Depois de concluir um acordo comercial de Fase Um com a China em janeiro de 2020, o presidente Donald Trump sugeriu que pode não haver uma Fase Dois. “Não estou interessado em conversar com a China no momento”, disse Trump à CBS na semana passada, antes de criticar a forma com que Pequim lidou com a pandemia do coronavírus. O desgosto repentino nas negociações de acordos comerciais lembra muito o envolvimento do presidente com a Coreia do Norte, que também começou com um compromisso público e empolgado até fracassar sem realizar nada concreto. Andy Warhol uma vez opinou que “qualquer coisa pode ser uma obra de arte”. Aparentemente, Trump pensa o mesmo sobre política comercial.

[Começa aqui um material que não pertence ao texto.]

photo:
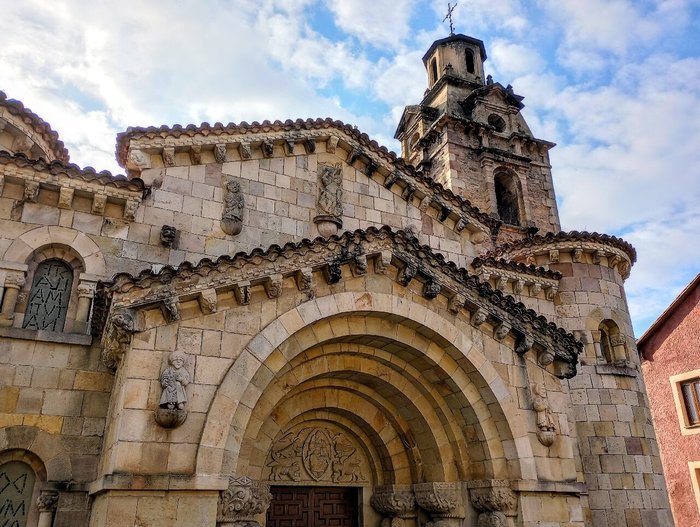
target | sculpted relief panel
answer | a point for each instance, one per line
(316, 454)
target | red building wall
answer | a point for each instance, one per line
(672, 347)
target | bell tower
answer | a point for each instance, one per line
(469, 135)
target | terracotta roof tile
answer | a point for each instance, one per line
(16, 107)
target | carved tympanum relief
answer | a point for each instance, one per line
(330, 199)
(316, 454)
(234, 203)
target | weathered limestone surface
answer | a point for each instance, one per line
(290, 304)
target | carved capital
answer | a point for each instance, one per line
(393, 500)
(492, 495)
(220, 153)
(440, 498)
(242, 501)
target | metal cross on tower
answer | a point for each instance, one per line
(448, 16)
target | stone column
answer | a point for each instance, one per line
(494, 500)
(86, 292)
(46, 503)
(396, 502)
(442, 500)
(13, 283)
(241, 502)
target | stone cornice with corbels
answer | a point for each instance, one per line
(70, 181)
(234, 277)
(520, 282)
(137, 151)
(573, 247)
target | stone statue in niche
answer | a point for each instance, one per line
(172, 412)
(546, 428)
(234, 203)
(330, 199)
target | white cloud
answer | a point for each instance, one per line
(377, 22)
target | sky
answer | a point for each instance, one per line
(615, 83)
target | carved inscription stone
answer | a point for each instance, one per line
(315, 454)
(49, 296)
(16, 486)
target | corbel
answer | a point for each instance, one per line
(169, 156)
(65, 197)
(309, 145)
(501, 331)
(244, 151)
(289, 147)
(455, 303)
(196, 154)
(208, 301)
(431, 289)
(461, 224)
(331, 144)
(98, 203)
(267, 148)
(242, 293)
(304, 278)
(382, 262)
(31, 191)
(390, 180)
(479, 317)
(220, 153)
(407, 274)
(333, 272)
(359, 265)
(273, 286)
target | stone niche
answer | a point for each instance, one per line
(311, 453)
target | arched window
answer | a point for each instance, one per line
(507, 198)
(469, 56)
(49, 296)
(16, 488)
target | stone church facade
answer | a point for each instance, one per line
(285, 323)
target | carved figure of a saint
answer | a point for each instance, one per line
(173, 381)
(330, 198)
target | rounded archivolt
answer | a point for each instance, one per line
(400, 395)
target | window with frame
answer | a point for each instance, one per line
(690, 390)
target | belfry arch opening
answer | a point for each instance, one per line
(508, 198)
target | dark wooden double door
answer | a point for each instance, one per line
(313, 507)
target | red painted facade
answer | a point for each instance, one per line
(672, 347)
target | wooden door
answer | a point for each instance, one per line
(313, 507)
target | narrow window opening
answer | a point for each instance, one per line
(507, 200)
(691, 399)
(470, 61)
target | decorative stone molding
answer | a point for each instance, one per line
(234, 203)
(394, 501)
(441, 499)
(241, 502)
(494, 500)
(117, 339)
(546, 426)
(171, 411)
(330, 199)
(316, 454)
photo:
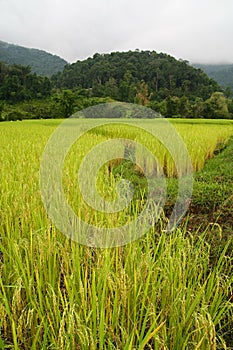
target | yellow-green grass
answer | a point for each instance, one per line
(156, 293)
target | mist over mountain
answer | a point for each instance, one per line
(41, 62)
(222, 73)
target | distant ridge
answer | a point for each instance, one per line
(41, 62)
(222, 73)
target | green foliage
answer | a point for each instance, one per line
(18, 84)
(163, 291)
(118, 73)
(41, 62)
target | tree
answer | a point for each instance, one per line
(216, 106)
(66, 102)
(143, 96)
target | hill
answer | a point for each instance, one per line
(222, 73)
(120, 74)
(41, 62)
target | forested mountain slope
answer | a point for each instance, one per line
(119, 75)
(222, 73)
(41, 62)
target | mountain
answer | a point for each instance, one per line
(222, 73)
(41, 62)
(120, 74)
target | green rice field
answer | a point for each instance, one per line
(164, 291)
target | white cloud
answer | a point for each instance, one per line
(197, 30)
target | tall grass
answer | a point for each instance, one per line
(160, 292)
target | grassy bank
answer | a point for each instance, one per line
(163, 291)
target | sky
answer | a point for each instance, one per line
(199, 31)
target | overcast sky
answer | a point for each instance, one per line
(195, 30)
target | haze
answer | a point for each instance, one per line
(195, 30)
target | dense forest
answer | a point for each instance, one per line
(171, 87)
(41, 62)
(222, 73)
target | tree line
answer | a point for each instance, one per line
(171, 87)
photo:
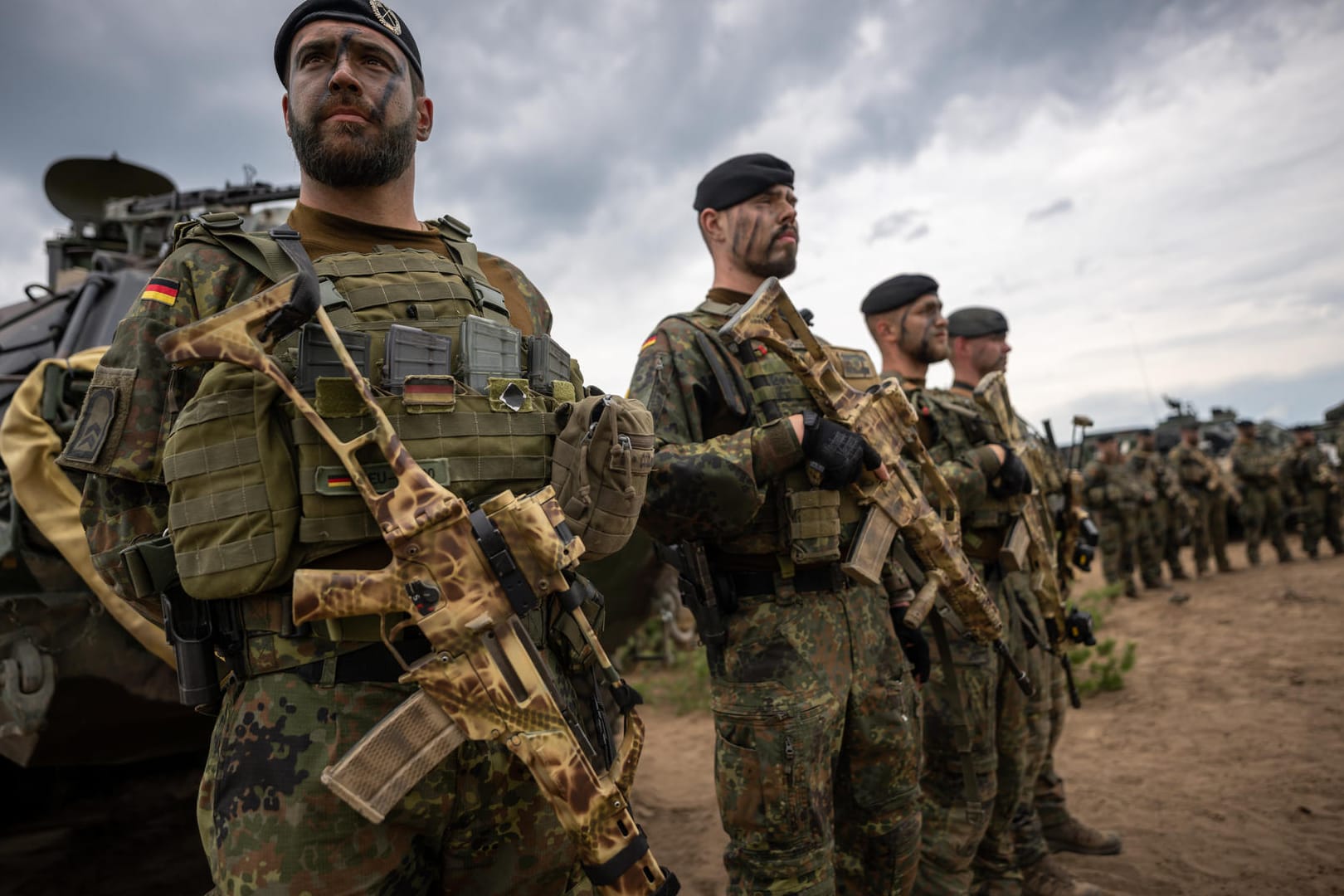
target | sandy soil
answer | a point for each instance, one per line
(1220, 762)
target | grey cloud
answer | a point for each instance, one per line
(893, 225)
(1053, 210)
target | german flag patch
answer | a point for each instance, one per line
(160, 289)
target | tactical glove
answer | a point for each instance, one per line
(1012, 477)
(913, 644)
(836, 455)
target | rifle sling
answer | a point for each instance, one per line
(609, 872)
(960, 727)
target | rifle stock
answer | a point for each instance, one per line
(464, 578)
(884, 418)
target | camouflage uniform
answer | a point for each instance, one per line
(996, 867)
(1317, 496)
(955, 844)
(1114, 496)
(1149, 518)
(1255, 468)
(817, 719)
(477, 822)
(1192, 472)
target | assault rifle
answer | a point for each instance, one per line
(884, 418)
(464, 578)
(1046, 563)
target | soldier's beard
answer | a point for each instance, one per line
(363, 156)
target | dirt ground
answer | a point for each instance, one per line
(1220, 762)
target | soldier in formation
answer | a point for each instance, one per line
(1160, 518)
(1030, 807)
(816, 711)
(1205, 486)
(1315, 486)
(1114, 494)
(905, 319)
(1257, 470)
(355, 108)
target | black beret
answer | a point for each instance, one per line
(374, 14)
(739, 179)
(898, 292)
(976, 321)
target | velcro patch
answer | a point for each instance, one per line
(100, 410)
(335, 480)
(160, 289)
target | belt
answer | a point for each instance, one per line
(749, 583)
(374, 663)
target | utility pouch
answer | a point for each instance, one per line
(600, 469)
(813, 525)
(233, 500)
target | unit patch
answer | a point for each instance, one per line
(95, 423)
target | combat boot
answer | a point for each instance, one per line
(1071, 835)
(1049, 878)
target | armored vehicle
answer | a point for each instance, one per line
(85, 681)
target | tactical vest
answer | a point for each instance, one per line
(254, 492)
(960, 429)
(808, 524)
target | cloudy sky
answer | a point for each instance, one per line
(1153, 192)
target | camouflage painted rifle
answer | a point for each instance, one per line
(888, 422)
(464, 578)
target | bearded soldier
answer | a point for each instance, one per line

Como as coisas desmoronaram tão rápido?

Em 15 de janeiro deste ano, o governo Trump assinou um acordo comercial de “Fase Um” com a China, assim nomeado porque representava apenas os primeiros passos do que supostamente seria um processo mais longo. O acordo incluía compromissos da China de aumentar as compras de mercadorias dos EUA em US$ 200 bilhões em dois anos, intensificar os esforços para proteger os direitos de propriedade intelectual dentro de suas fronteiras e melhorar o acesso de empresas americanas ao seu mercado de serviços financeiros. Por sua vez, os EUA se comprometeram a reduzir a tarifa de 15% sobre cerca de US$ 120 bilhões em exportações chinesas para 7,5%, mantendo a tarifa de 15% sobre outros US$ 250 bilhões em exportações chinesas.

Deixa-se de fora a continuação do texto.